You got that right, Maxine - especially as I am going through rads!
I am far enough along in my radiation treatments (had 19 of 33 today), that I am beginning to experience tender, rashy, itchy skin in the radiation area. I have searched ad nauseum on the breastcancer.org community forums & have googled for answers on what is the best products to "prevent" and/or "heal" skin problems. Then, today, I found that someone posted an answer to those questions written by a Radiation Oncologist. It was eye-opening as to what is actually happening to the skin during radiation & what control you do or do not have over what happens to the skin. To make a long story short, this RO said there is nothing you can put on the skin to prevent irritation & nothing you can put on the skin to heal the irritation. The RO said just to use whatever makes your skin feel better during this period. Well, I have indeed found a couple of suggested creams & ointments that do soothe the tenderness & itching. So, it is what it is, & just make the best of the situation. Don't try to manage something out of your control! Also, I have considered burning my bras because they rub & bind - ha! I agree with Maxine again here:
So that you won't have to go look up this message written by a RO to radiation patients going off the deep end & getting & giving bad advice about radiation, I copied & pasted it here for your own knowledge - for either yourself or someone you love that is going through radiation. It certainly has helped me to realize it is what it is & the importance of dealing with it as it is - not as some of the ill advice given out there in cyberspace.
Hello- I am very sorry for your pain and suffering. I am going to offer some information, but it is important to me that you understand I am not arguing about what you have been through or trying to minimize it- just helping you with the terminology.
Radiation wounds are not really burns, and they are not rated by degree. Medical professional who are trained in radiation usage will generally not use degrees to rate the wounds. Instead, they will use "grades" from the internationally accepted CTC (Common Toxicity Criteria) that is used by all major cancer research organizations (that is why it is call "common"). The reason you can't use degrees is that burns start at the top, and spread downward, and the "degree" of the burn has to do with how far through the skin thickness it caused damage. That isn't at all what happens with radiation- therefore the degree system isn't very useful. .
Radiation wounds are not "damaged" skin, per se, as much as they are "missing" skin- let me explain- radiation causes skin to fail to reproduce properly, and thus as you "use up" your normal skin, like we all do all day, there are no new layers of skin coming up from the bottom. So eventually the area can ulcerate. This might look like a thermal burn, but it has very little in common with a thermal burn, and the treatments for thermal burns will not help much.
Let me be clear- many skin reactions don't need, nor will they find benefit from a 100 dollars worth of potions and lotions from the herbal medicine shop. You expect me to say that because I'm a doctor. Perhaps some will stop listening to me now because I don't think that a plant from the middle of the jungle ground up and slathered on your skin will fix the problem (why would it?). But, allow me to also say- most skin reactions don't need, nor will they benefit from 100 dollars worth of laboratory chemicals stuffed into a brand name prescription from the pharmacy.

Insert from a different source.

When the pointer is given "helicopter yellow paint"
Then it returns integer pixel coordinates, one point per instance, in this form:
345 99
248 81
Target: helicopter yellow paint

Neither approach will help heal the skin very much, and neither will prevent the damage in the first place. Do I believe in natural cures? You bet. Your body, in its natural amazing way, can regenerate skin without lotions or potions or pills most of the time. Very few radiation reactions need serious supportive care, most (not all) will just get better. Of course, there are some severe wounds that will require medical attention, but without an understanding of what is wrong, no one, be they MD, DO, ND or Shaman, can be expected to properly assist you.
Now, keep in mind, I said herbal potions and laboratory chemicals won't heal the wound much faster- I didn't say they wouldn't soothe the area and ease your suffering while your body repaired the damage. That they are very good at. For a grade I skin reaction, a good non-alcohol containing aloe is about as good as anything that costs a hundred times of much, in my opinion. I would rather a patient use aloe, but there are also some lidocaine containing topical medications that are helpful if they insist. Colloidal silver (a very natural medication for the record, despite being sold at the pharmacy) can inhibit the growth of bacteria, although it may not cure an active infection. Infection in general is actually not that common in radiation wounds- but it can happen and should be treated when it does.
Rarely, radiation wounds do need more assertive supportive care. I'm truly very sorry that you had to experience such a situation. Keep in mind, you don't have to clear or remove dead skin from a radiation wound like you might from a thermal burn- at least not aggressively. The problem is missing skin, not damaged skin, or at least that is the more logical way to model the situation.
Missing skin can't be healed with an herb, or a medication, and missing skin sure as heck can't be scrubbed at until it isn't missing anymore. Missing skin, for the most part, needs to wait until the body grows more skin. That can take 2-4 weeks for very mild reactions, to several months for serious radiation injuries.